The JIT compiler can use more than one compilation thread to perform JIT compilation tasks. Using multiple threads can potentially help Java applications to start faster. In practice, multiple JIT compilation threads show performance improvements only where there are unused processing cores in the system.

The default number of compilation threads is identified by the JVM, and is dependent on the system configuration. If the resulting number of threads is not optimum, you can override the JVM decision by using the -XcompilationThreads option. For information on using this option, see -X options.

Note: If your system does not have unused processing cores, increasing the number of compilation threads is unlikely to produce a performance improvement.

The compilation consists of the following phases. All phases except native code generation are cross-platform code.

Phase 1 - inlining

Inlining is the process by which the trees of smaller methods are merged, or "inlined", into the trees of their callers. This speeds up frequently executed method calls. Two inlining algorithms with different levels of aggressiveness are used, depending on the current optimization level. Optimizations performed in this phase include:

Trivial inlining
Call graph inlining
Tail recursion elimination
Virtual call guard optimizations

Phase 2 - local optimizations

Local optimizations analyze and improve a small section of the code at a time. Many local optimizations implement tried and tested techniques used in classic static compilers. The optimizations include:

Local data flow analyses and optimizations
Register usage optimization
Simplifications of Java idioms

These techniques are applied repeatedly, especially after global optimizations, which might have pointed out more opportunities for improvement.

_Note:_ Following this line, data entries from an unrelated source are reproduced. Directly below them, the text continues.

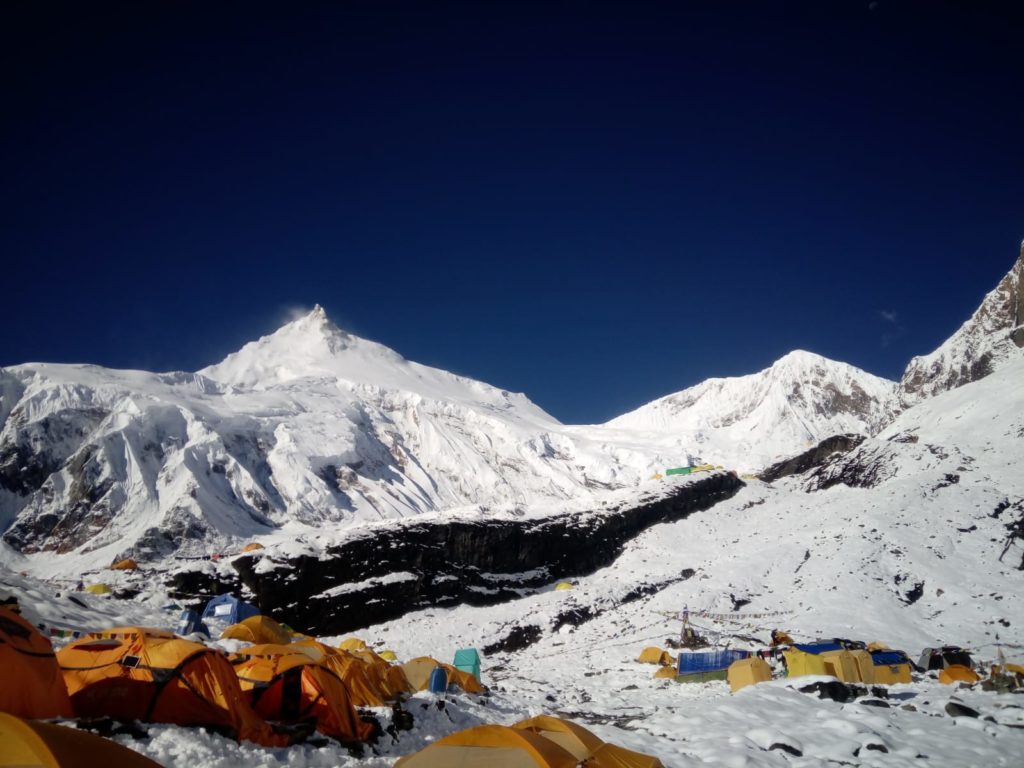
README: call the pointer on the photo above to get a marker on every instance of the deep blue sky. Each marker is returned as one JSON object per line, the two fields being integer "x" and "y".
{"x": 595, "y": 205}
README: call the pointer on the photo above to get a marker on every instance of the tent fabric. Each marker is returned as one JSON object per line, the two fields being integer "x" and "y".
{"x": 955, "y": 673}
{"x": 709, "y": 660}
{"x": 28, "y": 743}
{"x": 817, "y": 647}
{"x": 865, "y": 666}
{"x": 258, "y": 629}
{"x": 135, "y": 675}
{"x": 799, "y": 664}
{"x": 285, "y": 684}
{"x": 748, "y": 672}
{"x": 613, "y": 756}
{"x": 33, "y": 685}
{"x": 491, "y": 747}
{"x": 228, "y": 608}
{"x": 571, "y": 737}
{"x": 653, "y": 654}
{"x": 842, "y": 665}
{"x": 468, "y": 659}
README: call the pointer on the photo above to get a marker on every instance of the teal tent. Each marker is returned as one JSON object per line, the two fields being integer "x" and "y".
{"x": 467, "y": 659}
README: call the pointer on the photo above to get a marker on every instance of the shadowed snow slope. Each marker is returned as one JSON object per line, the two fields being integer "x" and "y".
{"x": 993, "y": 335}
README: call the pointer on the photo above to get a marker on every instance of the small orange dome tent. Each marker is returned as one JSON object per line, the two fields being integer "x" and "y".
{"x": 133, "y": 673}
{"x": 30, "y": 743}
{"x": 285, "y": 684}
{"x": 258, "y": 629}
{"x": 33, "y": 684}
{"x": 487, "y": 745}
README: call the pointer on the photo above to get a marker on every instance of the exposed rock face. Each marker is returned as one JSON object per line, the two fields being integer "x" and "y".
{"x": 994, "y": 334}
{"x": 821, "y": 453}
{"x": 381, "y": 576}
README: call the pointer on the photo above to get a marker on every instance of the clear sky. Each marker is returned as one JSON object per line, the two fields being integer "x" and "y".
{"x": 595, "y": 204}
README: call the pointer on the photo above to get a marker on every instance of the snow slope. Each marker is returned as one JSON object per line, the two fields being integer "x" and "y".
{"x": 754, "y": 420}
{"x": 993, "y": 335}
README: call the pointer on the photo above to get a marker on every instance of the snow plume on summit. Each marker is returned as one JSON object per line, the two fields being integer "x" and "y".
{"x": 752, "y": 420}
{"x": 993, "y": 335}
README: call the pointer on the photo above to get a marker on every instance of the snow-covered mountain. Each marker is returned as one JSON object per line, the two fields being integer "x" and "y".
{"x": 993, "y": 335}
{"x": 753, "y": 420}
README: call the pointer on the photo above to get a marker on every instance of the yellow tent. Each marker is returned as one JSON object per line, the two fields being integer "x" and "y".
{"x": 798, "y": 664}
{"x": 957, "y": 673}
{"x": 491, "y": 747}
{"x": 865, "y": 666}
{"x": 748, "y": 672}
{"x": 568, "y": 735}
{"x": 26, "y": 743}
{"x": 258, "y": 629}
{"x": 33, "y": 685}
{"x": 842, "y": 665}
{"x": 653, "y": 654}
{"x": 285, "y": 684}
{"x": 133, "y": 673}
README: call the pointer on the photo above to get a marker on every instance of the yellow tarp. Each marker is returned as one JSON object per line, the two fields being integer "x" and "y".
{"x": 491, "y": 747}
{"x": 748, "y": 672}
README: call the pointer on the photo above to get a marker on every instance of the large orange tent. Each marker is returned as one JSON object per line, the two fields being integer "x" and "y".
{"x": 286, "y": 684}
{"x": 33, "y": 684}
{"x": 132, "y": 673}
{"x": 26, "y": 743}
{"x": 491, "y": 747}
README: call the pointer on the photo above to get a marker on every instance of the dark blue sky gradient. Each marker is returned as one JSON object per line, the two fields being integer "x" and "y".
{"x": 595, "y": 205}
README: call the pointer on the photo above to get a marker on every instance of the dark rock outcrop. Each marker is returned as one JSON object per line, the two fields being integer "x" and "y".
{"x": 815, "y": 457}
{"x": 382, "y": 574}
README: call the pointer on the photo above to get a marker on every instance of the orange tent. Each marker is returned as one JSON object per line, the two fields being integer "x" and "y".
{"x": 133, "y": 673}
{"x": 487, "y": 745}
{"x": 285, "y": 684}
{"x": 33, "y": 684}
{"x": 28, "y": 743}
{"x": 258, "y": 629}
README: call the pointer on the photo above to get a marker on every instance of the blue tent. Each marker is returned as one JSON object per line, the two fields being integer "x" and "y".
{"x": 467, "y": 659}
{"x": 190, "y": 623}
{"x": 228, "y": 608}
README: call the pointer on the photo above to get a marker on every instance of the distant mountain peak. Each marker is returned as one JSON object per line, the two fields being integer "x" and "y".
{"x": 992, "y": 335}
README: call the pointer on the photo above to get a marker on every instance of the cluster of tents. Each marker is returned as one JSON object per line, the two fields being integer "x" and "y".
{"x": 542, "y": 741}
{"x": 274, "y": 692}
{"x": 848, "y": 660}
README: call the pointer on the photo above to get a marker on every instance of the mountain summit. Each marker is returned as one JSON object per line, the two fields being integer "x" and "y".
{"x": 799, "y": 400}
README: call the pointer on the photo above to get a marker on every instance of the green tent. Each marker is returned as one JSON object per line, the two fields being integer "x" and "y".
{"x": 468, "y": 659}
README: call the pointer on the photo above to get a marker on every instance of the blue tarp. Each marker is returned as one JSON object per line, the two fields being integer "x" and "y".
{"x": 228, "y": 608}
{"x": 888, "y": 657}
{"x": 709, "y": 660}
{"x": 190, "y": 623}
{"x": 816, "y": 648}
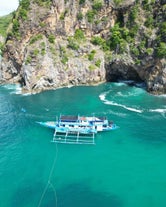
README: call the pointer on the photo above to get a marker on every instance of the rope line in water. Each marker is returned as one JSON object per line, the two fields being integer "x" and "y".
{"x": 49, "y": 181}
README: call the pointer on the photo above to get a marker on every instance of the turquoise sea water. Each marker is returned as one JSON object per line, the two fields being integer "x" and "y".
{"x": 126, "y": 167}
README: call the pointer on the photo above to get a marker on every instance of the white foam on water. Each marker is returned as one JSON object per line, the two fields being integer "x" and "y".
{"x": 117, "y": 113}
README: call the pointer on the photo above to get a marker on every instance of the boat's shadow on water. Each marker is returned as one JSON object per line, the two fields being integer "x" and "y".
{"x": 74, "y": 195}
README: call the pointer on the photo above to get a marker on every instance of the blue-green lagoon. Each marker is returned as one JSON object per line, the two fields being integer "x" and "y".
{"x": 125, "y": 168}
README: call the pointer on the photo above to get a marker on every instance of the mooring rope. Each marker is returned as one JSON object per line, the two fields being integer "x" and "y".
{"x": 49, "y": 180}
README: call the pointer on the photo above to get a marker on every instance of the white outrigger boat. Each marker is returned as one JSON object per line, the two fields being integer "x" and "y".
{"x": 78, "y": 129}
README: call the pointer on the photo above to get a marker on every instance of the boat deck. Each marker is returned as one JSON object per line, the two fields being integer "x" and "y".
{"x": 74, "y": 137}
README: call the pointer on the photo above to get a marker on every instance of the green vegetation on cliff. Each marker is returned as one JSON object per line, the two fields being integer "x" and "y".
{"x": 4, "y": 24}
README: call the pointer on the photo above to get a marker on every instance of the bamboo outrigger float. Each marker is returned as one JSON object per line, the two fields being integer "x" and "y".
{"x": 78, "y": 129}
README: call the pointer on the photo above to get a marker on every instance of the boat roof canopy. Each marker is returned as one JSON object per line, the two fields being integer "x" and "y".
{"x": 68, "y": 118}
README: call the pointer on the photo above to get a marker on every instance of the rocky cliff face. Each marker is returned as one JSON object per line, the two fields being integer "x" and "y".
{"x": 71, "y": 42}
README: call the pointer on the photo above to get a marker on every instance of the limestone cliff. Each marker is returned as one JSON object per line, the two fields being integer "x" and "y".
{"x": 56, "y": 43}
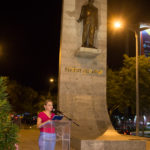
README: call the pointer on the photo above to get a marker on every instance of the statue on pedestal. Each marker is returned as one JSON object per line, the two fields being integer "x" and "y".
{"x": 89, "y": 16}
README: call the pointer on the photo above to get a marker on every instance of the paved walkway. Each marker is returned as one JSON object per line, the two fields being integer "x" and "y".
{"x": 29, "y": 139}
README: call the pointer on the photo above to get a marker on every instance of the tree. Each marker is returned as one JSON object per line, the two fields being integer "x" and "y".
{"x": 23, "y": 99}
{"x": 121, "y": 91}
{"x": 8, "y": 131}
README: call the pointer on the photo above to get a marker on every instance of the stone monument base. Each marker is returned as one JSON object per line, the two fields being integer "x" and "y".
{"x": 87, "y": 52}
{"x": 111, "y": 140}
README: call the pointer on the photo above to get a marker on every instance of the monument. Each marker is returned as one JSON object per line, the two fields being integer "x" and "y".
{"x": 82, "y": 76}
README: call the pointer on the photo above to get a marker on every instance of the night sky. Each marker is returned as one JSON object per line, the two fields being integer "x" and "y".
{"x": 30, "y": 35}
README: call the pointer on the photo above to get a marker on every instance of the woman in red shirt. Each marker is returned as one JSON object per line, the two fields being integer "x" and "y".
{"x": 47, "y": 139}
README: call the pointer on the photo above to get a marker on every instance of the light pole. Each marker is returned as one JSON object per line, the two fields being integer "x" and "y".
{"x": 136, "y": 31}
{"x": 51, "y": 80}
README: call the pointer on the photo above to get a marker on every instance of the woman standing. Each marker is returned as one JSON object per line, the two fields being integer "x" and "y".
{"x": 47, "y": 139}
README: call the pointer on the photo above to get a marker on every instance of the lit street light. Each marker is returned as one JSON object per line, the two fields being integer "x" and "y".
{"x": 51, "y": 80}
{"x": 136, "y": 31}
{"x": 118, "y": 24}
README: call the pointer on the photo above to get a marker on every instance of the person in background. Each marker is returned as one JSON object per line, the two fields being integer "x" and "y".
{"x": 47, "y": 138}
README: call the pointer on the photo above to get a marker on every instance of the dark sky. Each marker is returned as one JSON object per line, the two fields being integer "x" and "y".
{"x": 30, "y": 35}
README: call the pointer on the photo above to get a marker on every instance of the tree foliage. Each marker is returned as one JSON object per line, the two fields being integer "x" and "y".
{"x": 8, "y": 131}
{"x": 121, "y": 86}
{"x": 23, "y": 99}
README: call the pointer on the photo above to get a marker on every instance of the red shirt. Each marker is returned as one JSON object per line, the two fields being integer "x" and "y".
{"x": 48, "y": 128}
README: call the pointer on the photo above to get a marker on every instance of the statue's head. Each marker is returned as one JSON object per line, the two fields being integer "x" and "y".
{"x": 91, "y": 1}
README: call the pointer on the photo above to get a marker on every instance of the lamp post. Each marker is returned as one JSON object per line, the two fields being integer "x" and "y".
{"x": 51, "y": 80}
{"x": 136, "y": 31}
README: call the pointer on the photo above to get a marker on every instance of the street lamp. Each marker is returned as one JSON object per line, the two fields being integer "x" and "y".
{"x": 51, "y": 80}
{"x": 136, "y": 31}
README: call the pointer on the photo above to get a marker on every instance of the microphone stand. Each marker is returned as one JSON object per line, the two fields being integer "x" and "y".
{"x": 68, "y": 118}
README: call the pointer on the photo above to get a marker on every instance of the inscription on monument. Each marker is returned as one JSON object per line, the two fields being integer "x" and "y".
{"x": 89, "y": 16}
{"x": 84, "y": 70}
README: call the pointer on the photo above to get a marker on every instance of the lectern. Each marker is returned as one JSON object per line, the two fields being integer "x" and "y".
{"x": 62, "y": 130}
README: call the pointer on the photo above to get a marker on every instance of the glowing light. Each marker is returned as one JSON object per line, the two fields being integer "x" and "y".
{"x": 117, "y": 24}
{"x": 51, "y": 80}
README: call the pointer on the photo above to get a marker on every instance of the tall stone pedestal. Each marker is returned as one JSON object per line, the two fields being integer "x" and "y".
{"x": 82, "y": 76}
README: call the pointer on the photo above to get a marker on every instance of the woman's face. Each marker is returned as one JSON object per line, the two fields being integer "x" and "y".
{"x": 48, "y": 106}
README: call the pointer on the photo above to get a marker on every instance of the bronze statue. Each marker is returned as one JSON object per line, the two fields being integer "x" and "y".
{"x": 89, "y": 15}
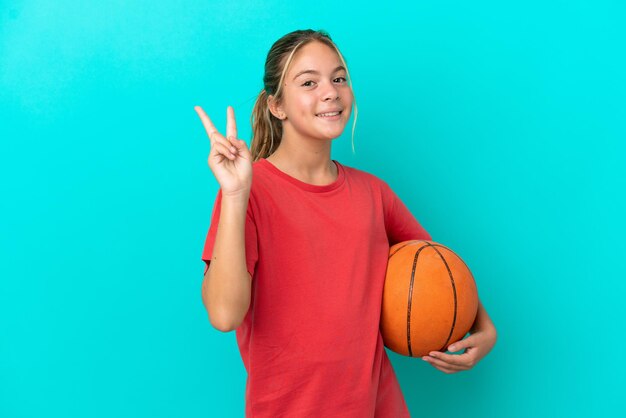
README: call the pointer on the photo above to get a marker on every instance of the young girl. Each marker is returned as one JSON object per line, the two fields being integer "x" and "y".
{"x": 297, "y": 249}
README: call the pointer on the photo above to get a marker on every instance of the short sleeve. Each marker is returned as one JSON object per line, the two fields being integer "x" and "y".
{"x": 400, "y": 223}
{"x": 251, "y": 249}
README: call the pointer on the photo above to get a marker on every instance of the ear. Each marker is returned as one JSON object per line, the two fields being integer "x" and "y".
{"x": 275, "y": 108}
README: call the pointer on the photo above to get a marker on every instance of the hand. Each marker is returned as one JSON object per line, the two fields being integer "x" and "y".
{"x": 230, "y": 159}
{"x": 476, "y": 346}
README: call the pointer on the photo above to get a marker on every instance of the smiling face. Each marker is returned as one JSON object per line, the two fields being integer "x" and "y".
{"x": 316, "y": 97}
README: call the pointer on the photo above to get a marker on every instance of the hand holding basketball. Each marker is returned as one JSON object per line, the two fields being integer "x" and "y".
{"x": 230, "y": 159}
{"x": 476, "y": 346}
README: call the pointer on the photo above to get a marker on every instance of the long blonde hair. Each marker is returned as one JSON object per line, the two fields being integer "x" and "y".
{"x": 267, "y": 130}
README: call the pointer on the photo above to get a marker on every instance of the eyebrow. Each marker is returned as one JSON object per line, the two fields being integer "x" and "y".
{"x": 341, "y": 67}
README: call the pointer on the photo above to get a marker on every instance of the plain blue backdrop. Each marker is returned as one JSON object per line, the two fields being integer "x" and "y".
{"x": 501, "y": 125}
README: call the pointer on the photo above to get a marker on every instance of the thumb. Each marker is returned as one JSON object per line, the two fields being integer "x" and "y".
{"x": 460, "y": 345}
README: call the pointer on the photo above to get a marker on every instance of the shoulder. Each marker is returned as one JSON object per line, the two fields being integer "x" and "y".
{"x": 363, "y": 176}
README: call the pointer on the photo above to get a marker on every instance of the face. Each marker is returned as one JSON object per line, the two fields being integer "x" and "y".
{"x": 317, "y": 100}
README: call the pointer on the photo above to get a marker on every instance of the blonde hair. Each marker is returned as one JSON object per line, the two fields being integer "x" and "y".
{"x": 267, "y": 130}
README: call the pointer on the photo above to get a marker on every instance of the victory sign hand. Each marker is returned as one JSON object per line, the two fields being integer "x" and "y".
{"x": 230, "y": 159}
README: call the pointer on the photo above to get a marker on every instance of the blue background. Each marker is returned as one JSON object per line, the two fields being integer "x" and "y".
{"x": 500, "y": 124}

Phase 3 - control flow optimizations

Control flow optimizations analyze the flow of control inside a method (or specific sections of it) and rearrange code paths to improve their efficiency. The optimizations are:

Code reordering, splitting, and removal
Loop reduction and inversion
Loop striding and loop-invariant code motion
Loop unrolling and peeling
Loop versioning and specialization
Exception-directed optimization
Switch analysis

Phase 4 - global optimizations

Global optimizations work on the entire method at once. They are more "expensive", requiring larger amounts of compilation time, but can provide a great increase in performance. The optimizations are:

Global data flow analyses and optimizations
Partial redundancy elimination
Escape analysis
GC and memory allocation optimizations
Synchronization optimizations

Phase 5 - native code generation

Native code generation processes vary, depending on the platform architecture. Generally, during this phase of the compilation, the trees of a method are translated into machine code instructions; some small optimizations are performed according to architecture characteristics. The compiled code is placed into a part of the JVM process space called the code cache; the location of the method in the code cache is recorded, so that future calls to it will call the compiled code. At any given time, the JVM process consists of the JVM executable files and a set of JIT-compiled code that is linked dynamically to the bytecode interpreter in the JVM.